New Delhi: The commodity futures market is expected to grow by 25% to about Rs150 trillion in this fiscal due to recovery of the global economy, commodity markets regulator Forward Markets Commission (FMC) said.
The cumulative turnover of the commodity futures market, which comprises of 23 commodity bourses, is estimated to have risen by 53% to Rs119 trillion in FY11, it said.
“I would take a conservative view of 20-25% growth at Rs140-150 trillion in the current fiscal,” FMC chairman B. C. Khatua told the news agency.
Since the global economy is in “recovery mode”, trade volumes are expected to be higher on the commodity exchange platforms, he said.
Khatua noted that the growth of the commodity futures market may not be like last fiscal as prices of gold and silver are already at peak level.

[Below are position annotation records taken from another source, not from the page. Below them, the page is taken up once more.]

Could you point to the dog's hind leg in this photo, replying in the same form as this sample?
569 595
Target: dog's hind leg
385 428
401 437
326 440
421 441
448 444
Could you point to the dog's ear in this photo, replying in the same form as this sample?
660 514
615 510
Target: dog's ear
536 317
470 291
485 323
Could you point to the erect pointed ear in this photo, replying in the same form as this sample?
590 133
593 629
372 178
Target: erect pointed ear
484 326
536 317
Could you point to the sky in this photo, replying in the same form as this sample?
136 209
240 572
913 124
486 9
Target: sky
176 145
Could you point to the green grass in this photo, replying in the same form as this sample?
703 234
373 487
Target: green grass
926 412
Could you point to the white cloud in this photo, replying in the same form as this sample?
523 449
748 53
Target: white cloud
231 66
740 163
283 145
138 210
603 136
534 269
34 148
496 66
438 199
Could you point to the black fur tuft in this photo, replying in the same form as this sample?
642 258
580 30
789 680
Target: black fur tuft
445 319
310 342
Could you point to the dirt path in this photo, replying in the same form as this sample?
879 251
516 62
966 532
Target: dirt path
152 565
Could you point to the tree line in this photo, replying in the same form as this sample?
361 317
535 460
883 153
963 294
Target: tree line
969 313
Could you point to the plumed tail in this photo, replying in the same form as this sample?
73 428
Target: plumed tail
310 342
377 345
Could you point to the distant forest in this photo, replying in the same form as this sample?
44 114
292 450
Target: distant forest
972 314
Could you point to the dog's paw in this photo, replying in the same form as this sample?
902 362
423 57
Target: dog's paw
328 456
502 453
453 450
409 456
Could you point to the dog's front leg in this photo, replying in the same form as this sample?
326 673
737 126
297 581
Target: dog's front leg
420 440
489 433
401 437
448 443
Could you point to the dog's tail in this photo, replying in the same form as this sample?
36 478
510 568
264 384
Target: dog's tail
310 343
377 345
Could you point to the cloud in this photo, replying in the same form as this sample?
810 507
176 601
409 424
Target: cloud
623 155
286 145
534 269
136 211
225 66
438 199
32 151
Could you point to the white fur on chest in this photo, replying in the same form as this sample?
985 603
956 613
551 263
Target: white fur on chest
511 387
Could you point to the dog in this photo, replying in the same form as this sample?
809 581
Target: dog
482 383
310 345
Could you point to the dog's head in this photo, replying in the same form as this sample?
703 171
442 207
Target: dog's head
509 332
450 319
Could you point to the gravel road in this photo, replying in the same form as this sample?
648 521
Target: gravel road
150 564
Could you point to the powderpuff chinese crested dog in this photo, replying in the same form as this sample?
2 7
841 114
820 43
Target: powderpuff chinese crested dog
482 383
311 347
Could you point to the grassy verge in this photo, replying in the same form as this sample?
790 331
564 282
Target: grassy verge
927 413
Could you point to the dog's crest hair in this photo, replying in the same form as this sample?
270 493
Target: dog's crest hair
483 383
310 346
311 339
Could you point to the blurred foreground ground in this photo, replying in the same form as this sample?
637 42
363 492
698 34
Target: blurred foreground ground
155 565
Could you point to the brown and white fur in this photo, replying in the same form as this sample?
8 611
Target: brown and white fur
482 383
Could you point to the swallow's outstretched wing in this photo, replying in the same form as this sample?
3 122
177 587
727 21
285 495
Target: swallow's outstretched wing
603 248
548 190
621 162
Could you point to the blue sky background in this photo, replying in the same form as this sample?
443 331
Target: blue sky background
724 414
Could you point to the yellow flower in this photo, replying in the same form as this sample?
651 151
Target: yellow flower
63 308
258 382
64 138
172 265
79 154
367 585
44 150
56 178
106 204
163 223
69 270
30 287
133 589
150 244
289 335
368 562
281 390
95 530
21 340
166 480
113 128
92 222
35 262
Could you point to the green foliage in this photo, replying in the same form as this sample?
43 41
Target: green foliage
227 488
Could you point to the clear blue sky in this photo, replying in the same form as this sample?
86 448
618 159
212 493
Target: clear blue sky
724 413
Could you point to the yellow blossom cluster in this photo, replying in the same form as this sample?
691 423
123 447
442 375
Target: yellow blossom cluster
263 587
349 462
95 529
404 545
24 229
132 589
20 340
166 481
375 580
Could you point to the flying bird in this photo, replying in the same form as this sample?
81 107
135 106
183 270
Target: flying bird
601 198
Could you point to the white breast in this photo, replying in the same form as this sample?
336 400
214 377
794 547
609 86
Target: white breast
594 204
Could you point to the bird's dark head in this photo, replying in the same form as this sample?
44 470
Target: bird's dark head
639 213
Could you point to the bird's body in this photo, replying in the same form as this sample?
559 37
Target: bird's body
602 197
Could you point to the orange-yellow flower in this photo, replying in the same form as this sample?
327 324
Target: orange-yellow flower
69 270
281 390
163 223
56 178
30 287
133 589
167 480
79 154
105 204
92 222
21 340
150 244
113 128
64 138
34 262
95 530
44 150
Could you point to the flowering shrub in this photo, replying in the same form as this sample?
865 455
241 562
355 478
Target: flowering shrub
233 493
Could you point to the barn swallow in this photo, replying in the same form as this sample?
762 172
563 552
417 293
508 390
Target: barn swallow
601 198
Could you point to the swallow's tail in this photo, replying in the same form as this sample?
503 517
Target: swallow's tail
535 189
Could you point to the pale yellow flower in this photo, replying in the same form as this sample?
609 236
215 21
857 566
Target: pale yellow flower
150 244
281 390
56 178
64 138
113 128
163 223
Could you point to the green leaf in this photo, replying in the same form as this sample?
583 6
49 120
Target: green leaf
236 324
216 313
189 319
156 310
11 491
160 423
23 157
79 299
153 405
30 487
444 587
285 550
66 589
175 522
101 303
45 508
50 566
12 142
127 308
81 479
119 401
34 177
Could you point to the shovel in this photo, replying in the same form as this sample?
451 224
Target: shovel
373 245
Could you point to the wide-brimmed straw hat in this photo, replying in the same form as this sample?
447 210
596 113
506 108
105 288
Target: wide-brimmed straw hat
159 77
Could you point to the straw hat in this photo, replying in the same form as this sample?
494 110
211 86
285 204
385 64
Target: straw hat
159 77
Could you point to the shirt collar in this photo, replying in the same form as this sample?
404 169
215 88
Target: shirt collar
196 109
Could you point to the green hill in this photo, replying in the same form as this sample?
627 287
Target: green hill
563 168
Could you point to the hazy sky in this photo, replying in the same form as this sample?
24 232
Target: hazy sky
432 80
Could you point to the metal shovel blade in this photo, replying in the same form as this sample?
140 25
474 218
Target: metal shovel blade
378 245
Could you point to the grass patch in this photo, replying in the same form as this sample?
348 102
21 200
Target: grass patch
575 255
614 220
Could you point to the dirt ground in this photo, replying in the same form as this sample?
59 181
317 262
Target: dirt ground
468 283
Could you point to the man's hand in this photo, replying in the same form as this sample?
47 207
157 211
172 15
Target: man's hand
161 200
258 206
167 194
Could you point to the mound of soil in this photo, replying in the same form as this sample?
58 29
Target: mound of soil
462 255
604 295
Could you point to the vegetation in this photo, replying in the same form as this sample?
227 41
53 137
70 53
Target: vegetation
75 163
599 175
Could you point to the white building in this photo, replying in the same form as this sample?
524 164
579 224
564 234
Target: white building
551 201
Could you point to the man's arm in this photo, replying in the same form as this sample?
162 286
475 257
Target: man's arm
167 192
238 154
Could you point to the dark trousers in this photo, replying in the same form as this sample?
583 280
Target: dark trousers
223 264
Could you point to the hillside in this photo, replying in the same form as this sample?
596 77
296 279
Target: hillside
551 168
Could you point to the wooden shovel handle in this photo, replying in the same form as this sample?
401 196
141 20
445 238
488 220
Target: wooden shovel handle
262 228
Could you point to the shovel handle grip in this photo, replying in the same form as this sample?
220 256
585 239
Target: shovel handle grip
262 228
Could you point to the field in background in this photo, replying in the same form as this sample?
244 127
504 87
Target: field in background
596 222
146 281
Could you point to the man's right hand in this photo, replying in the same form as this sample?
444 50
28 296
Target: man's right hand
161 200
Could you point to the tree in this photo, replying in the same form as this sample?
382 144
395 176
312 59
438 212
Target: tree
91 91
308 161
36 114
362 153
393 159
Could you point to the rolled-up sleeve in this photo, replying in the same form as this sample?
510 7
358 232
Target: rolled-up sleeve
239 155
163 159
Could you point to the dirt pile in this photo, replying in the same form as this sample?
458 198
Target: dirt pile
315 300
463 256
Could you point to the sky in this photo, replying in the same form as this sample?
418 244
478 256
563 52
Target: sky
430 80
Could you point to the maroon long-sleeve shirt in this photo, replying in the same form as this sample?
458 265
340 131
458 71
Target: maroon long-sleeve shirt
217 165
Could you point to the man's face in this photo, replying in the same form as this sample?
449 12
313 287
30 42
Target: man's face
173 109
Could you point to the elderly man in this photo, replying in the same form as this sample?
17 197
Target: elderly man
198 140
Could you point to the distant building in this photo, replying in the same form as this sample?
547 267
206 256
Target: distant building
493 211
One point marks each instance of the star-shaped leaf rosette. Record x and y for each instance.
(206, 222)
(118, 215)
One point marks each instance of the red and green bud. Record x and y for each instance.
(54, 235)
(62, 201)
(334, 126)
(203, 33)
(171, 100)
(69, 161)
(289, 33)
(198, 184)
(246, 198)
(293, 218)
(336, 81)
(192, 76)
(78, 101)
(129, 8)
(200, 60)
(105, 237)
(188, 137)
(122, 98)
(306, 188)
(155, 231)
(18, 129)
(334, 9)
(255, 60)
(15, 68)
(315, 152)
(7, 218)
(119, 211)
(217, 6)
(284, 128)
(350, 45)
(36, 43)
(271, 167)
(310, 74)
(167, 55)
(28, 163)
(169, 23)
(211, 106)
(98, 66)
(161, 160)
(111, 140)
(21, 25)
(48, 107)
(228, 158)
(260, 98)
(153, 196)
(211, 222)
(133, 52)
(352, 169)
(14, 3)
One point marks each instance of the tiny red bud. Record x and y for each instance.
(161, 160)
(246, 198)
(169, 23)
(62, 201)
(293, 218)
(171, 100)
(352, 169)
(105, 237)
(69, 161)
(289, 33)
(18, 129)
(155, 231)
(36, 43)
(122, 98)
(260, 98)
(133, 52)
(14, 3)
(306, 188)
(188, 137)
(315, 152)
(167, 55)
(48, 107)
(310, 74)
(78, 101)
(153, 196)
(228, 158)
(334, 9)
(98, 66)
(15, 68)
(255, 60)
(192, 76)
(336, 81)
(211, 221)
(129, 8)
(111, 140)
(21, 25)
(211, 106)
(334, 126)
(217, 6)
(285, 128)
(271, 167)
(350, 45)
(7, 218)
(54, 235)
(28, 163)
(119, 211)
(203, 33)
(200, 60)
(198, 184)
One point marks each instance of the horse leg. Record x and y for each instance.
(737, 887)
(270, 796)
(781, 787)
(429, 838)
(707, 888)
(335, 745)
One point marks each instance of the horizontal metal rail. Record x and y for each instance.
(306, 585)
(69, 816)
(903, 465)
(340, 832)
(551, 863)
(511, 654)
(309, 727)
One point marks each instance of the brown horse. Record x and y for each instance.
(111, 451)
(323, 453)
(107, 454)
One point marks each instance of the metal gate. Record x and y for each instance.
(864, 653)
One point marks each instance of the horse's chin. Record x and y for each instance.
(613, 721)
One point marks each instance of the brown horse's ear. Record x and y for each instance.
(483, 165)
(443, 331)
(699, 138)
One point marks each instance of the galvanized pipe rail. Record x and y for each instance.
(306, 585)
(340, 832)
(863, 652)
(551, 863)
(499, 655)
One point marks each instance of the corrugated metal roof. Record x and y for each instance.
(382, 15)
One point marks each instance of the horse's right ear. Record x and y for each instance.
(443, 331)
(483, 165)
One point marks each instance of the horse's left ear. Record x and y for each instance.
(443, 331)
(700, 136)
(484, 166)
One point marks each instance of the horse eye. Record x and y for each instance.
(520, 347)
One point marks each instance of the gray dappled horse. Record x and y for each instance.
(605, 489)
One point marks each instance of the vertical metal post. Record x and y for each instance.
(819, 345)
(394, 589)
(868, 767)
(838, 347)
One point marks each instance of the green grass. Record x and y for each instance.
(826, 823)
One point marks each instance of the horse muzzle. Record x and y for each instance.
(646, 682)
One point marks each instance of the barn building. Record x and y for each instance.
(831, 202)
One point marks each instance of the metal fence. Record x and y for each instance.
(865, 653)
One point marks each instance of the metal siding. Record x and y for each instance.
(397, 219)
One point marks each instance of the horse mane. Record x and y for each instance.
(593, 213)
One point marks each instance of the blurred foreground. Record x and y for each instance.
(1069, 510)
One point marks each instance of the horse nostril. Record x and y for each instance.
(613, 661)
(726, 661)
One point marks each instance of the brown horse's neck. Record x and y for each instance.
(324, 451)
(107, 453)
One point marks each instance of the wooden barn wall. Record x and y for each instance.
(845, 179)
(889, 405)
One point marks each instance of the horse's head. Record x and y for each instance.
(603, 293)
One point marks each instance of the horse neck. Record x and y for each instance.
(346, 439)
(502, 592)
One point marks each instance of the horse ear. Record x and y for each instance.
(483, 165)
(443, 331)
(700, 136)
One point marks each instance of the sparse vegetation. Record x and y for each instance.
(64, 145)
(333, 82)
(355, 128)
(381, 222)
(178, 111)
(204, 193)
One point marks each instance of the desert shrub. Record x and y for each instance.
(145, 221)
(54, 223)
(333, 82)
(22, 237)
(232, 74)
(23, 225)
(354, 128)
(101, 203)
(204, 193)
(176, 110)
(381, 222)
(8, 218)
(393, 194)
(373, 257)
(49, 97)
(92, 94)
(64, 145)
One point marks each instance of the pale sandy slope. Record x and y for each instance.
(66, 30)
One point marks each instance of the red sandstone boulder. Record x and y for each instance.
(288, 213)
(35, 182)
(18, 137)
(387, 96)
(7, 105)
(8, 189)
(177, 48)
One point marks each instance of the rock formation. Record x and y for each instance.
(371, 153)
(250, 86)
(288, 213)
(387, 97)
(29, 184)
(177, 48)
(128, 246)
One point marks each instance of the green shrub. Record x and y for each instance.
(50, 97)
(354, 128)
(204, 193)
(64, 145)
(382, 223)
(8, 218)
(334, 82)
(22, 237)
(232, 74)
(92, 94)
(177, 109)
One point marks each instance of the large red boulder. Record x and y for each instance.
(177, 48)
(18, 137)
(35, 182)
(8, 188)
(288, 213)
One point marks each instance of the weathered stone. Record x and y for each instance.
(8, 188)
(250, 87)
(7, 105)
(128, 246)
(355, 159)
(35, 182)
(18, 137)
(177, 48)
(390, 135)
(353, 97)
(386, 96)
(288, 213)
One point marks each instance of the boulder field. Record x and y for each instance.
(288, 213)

He, however, said the commodity bourses have potential to achieve higher than the conservative growth estimate of 25% this year if the Forward Contracts Regulation Act (FCRA) Amendment Bill is passed in the Parliament.
The growth of the market would also depend on the performance of the new exchanges, he added.
The bill, which has been referred to the standing committee on food, consumer affairs and public distribution, provides autonomy to the FMC on the lines of the Securities and Exchange Board of India (Sebi).
It will empower FMC to take key decisions such as recognizing or de-recognizing commodity bourses, raising fees from exchange members, imposing penalty on errant market entities and will open the door for options trading in commodity derivatives.
At present FMC, which oversees the function of five national and 18 regional commodity exchanges, is largely functioning in its traditional format, though the market has been liberalized since 2003.